Casaram-se no dia seguinte. Romeu partiu três meses depois; manter-se em saúde relativamente estável maquiou sua real condição. Francesca não compareceu ao seu enterro, seu filho estava se formando. Enviou à filha de  Romeu um cartão, que gostaria que fosse posto junto à lápide; dizia somente “Grazie. Arrivederci”.

E a vida não é engraçada?

sexta-feira, 22 de julho de 2011

Idiossincrasia

- Cara, tudo o que eu queria era poder estar com ela, nem que seja uma única vez. – dizia o jovem ao seu amigo de balcão. Não sabia seu nome, e isso o fez confiar nele ainda mais.  A bartender, incrédula, olhava para aquele homem despenteado, de gravata e botões da camisa soltos. Era nova ali e presenciava a cena pela primeira vez, consolando-se com a imaginação de que a rotina lhe mostraria o quanto isso era comum.

- Porra, que seja uma única vez mesmo! - brandiu o homem com um copo de Whisky na mão. – Faça o que tiver de ser feito nessa única vez, e terá a melhor lembrança de sua vida. Mantenha contato e a beleza da experiência irá pro inferno junto com o monte de desentendimentos  – dizia, mostrando o anelar esquerdo marcado em branco pela aliança recém-arrancada.

O casal sentado à mesa ouvia tudo muito atentamente. Estavam separados há um tempo e resolveram tentar uma reconciliação naquela noite; ambos sabiam da inocuidade daquilo, mas estavam acostumados um ao outro. Saíram pelo mundo e perceberam o quanto era trabalhoso cativar um coração novo com sentimentos que envelheceram. Também era difícil serem cativados; haviam se enrijecido demais para permitir que alguém entrasse em suas vidas facilmente. Olharam-se em tom de questionamento: “que lembranças guardamos?”

A garçonete chegou junto à mesa e, reconhecendo-os:

- Que surpresa boa! Há quanto tempo não vinham aqui? Até comentávamos de vocês às vezes, imaginando o que teria acontecido. Enfim, é ótimo saber que ainda gostam deste lugar. Vão querer o de sempre?
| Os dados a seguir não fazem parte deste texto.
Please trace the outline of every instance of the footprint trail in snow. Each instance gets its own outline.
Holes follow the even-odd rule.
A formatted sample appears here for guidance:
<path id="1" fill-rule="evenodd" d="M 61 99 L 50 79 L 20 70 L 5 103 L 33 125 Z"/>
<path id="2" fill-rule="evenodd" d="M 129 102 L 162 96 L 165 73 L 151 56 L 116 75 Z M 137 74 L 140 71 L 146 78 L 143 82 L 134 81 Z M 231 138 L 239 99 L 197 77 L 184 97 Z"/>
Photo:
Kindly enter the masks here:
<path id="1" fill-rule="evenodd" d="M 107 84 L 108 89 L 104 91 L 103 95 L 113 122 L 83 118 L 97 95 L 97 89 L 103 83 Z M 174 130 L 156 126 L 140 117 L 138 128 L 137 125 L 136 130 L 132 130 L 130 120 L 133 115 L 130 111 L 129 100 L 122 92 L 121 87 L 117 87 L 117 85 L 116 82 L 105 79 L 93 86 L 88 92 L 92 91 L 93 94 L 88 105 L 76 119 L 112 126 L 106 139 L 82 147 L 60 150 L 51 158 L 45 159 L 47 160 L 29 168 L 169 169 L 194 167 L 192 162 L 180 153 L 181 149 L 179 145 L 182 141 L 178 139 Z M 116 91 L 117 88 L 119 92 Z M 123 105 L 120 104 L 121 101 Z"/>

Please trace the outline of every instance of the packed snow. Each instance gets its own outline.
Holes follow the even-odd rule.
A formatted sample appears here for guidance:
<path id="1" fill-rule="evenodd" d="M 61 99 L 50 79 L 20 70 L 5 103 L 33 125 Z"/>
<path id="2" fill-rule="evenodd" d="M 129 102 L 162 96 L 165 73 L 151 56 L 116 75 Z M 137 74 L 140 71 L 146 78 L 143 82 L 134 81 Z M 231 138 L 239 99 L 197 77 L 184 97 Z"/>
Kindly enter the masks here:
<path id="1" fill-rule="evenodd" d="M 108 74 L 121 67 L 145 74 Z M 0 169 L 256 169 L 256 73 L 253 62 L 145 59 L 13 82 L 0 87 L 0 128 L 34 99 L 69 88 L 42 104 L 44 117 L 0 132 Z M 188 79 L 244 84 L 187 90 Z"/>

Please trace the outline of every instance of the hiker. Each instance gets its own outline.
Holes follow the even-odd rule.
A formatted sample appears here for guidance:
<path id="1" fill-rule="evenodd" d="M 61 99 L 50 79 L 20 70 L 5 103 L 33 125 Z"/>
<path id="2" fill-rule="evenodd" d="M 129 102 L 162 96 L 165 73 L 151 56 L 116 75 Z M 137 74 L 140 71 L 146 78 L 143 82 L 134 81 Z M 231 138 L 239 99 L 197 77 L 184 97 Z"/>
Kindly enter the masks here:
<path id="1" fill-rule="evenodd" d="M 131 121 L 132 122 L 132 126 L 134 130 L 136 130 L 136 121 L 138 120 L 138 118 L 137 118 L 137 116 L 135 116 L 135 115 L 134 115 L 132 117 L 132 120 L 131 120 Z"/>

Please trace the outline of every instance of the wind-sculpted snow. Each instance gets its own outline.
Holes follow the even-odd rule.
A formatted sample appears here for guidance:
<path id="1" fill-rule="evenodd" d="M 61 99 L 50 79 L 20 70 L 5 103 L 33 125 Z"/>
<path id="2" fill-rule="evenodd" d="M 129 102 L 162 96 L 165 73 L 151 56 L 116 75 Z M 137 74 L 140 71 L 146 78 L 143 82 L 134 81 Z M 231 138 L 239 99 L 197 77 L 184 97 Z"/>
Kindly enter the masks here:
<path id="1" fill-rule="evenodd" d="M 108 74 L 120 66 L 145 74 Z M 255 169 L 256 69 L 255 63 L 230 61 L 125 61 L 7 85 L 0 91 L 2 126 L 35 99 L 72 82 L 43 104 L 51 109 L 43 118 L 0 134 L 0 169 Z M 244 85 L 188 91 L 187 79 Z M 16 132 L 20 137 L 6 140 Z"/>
Ele balançou a cabeça em tom afirmativo enquanto ela olhava-o, de modo austero. Nesse meio tempo, o jovem e o recém-divorciado desentenderam-se: o primeiro idealizava o amor inextinguível de uma noite e o segundo o retorquia, bradando que a noite do amor ideal, uma vez conquistada, era o ápice da relação. Tudo o que dali se seguia era comodismo e uma patética tentativa de repetir o que já aconteceu...

- E isso é impossível, meu caro. Esteja com ela até o ápice e depois vá embora!

Todo o local foi tomado pelo silêncio. A mão que segurava o copo de vinho parou no ar, foi à boca da mulher que estava à mesa e, ainda no ar, refletiu aos homens no balcão a face feminina que disse:

- Já atingimos nosso ápice uma vez. Adeus.

Levantou e foi embora. O homem olhou-a sair pela porta e viu, pela vidraça, atravessar a avenida em tranqüilos passos. Acenou cordialmente para o senhor que filosofara sobre o ápice da relação e pediu à garçonete:

- Cancele a parte dela. Mas estou cheio de fome, capriche na minha! – E sorriu para ela, que retribuiu o gesto, exibindo a cintilação de seus pequenos olhos. Ele percebeu o quanto poderia ser cativado por isso.

O jovem e o divorciado pediram outra rodada e questionaram a bartender sobre o que ela pensava do amor. Na mesma noite, chorou nos ombros de seu namorado e pediu demissão.